Он брызжет слюной, размахивая руками в воздухе, сгибаясь пополам.
— Но они оба на вкус как шоколад.
— Нет. Шоколадное мороженое имеет разбавленный вкус шоколада, поэтому оно не слишком сладкое. Шоколад на вкус как… — подождите, это сведет вас с ума, — шоколад.
— Отлично. Как угодно. Допустим, мы принимаем твое объяснение. — Очевидно, он не хочет принимать мои объяснения. — Тогда это значит, что ты любишь шоколадное молоко.
Я хватаюсь за пальчиковый пистолет. Выражение надежды освещает его лицо и исчезает, когда я говорю:
— Ложь. Я люблю только простое молоко. Два процента. Не давай мне это дерьмо из цельного молока.

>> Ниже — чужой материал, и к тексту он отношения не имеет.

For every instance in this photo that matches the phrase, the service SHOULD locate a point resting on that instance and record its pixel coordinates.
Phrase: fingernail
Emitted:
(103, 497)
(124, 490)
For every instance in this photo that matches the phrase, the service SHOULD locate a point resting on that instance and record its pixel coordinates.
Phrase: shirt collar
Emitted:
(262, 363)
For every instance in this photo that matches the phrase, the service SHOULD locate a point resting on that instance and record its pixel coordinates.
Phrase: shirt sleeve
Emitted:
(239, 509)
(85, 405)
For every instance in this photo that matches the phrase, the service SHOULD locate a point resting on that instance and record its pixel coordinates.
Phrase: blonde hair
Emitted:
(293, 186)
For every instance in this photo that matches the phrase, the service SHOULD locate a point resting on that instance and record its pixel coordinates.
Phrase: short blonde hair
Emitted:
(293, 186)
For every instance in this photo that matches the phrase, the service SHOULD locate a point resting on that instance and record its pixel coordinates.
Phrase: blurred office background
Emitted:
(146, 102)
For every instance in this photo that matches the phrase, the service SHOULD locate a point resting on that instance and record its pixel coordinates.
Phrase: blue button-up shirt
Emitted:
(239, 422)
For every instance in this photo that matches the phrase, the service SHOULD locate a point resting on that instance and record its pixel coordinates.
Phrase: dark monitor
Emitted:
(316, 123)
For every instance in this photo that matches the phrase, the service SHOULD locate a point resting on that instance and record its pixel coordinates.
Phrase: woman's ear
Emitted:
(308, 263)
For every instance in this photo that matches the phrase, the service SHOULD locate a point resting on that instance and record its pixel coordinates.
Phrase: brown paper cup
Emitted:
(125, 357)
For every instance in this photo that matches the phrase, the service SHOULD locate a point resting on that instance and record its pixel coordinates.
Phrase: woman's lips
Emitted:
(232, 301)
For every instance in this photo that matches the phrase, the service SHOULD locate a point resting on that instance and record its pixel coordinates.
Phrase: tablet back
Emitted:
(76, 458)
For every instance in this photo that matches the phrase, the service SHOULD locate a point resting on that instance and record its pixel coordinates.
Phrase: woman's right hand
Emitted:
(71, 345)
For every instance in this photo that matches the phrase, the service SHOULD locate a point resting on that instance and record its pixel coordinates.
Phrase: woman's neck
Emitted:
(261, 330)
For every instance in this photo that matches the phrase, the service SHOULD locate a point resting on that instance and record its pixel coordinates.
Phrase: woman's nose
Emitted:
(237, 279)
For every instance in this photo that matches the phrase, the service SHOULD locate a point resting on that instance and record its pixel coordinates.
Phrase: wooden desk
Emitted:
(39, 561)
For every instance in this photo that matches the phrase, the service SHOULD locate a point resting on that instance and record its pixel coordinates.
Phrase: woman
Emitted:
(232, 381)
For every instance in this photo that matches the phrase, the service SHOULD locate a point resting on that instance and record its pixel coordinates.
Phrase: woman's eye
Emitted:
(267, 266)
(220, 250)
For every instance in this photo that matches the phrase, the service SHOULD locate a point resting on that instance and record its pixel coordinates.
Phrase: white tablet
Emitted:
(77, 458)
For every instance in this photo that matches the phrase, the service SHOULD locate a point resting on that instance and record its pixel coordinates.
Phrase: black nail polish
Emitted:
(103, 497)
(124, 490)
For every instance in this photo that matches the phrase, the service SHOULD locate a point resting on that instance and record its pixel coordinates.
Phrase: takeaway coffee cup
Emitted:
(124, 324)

Невозможно скрыть его отвращение. Он хочет убежать, как будто мои предпочтения заразительны. Я прикусываю нижнюю губу, чтобы сохранить бесстрастное выражение лица.
— Ты из тех монстров, которым нравится мятно-шоколадная крошка, не так ли?
— Абсолютно. Я люблю свою зубную пасту с легким привкусом какао.
Резерфорд дрожит от отвращения.
— Язычница.
Я маниакально хихикаю, барабаня кончиками пальцев друг по другу, как идеальный злодей.
* * *
Уже поздно.
Уже поздно, и я должна была бы спать, игнорируя этого парня, который утверждает, что курит только в состоянии стресса, и говорит с южным акцентом, когда расстроен. Но я этого не делаю. Я участвую в разговорах, которые он заводит, и даже помогаю поддерживать их, заинтригованная каждой глупой историей, которую он разглашает, и каждым не относящимся к делу, но шокирующим мнением, которым он делится.
Уже поздно, так что я виню в этом свой личный интерес и усталость. Это влияет на мои когнитивные способности и заставляет меня вести себя необычно. И если это недостаточно веское оправдание, тогда давайте предположим, что я ускоряю свою скуку. Чем быстрее это произойдет, тем лучше. Потому что эти руки сейчас выглядят очень хорошо, и попроси он обнять его, я не думаю, что стала бы сопротивляться.
— У тебя ведь нет отношений, верно? — спрашивает Резерфорд, поглаживая спящую Рэйвен. Моя кошка мурлычет во сне и расправляет лапы.
— Почему? Тебе не нравится быть второстепенной фигурой?
Он корчит гримасу и принимает серьезный вид.
— Тебе не следует шутить об измене. Ты должна знать, насколько это серьезно.
— Но я на самом деле не знаю, — говорю я невозмутимо.
Он замирает, быстро моргая.
Я быстро уточняю, чтобы развеять любые заблуждения:
— У меня никогда не было серьезных отношений, чтобы изменять. Так что, да, я могу знать, что измена — это серьезно и неправильно, но на самом деле я не понимаю, знаю ли, какого это на самом деле. Понимаешь?
Он прикрывает рот рукой, в его глазах светится недоверие.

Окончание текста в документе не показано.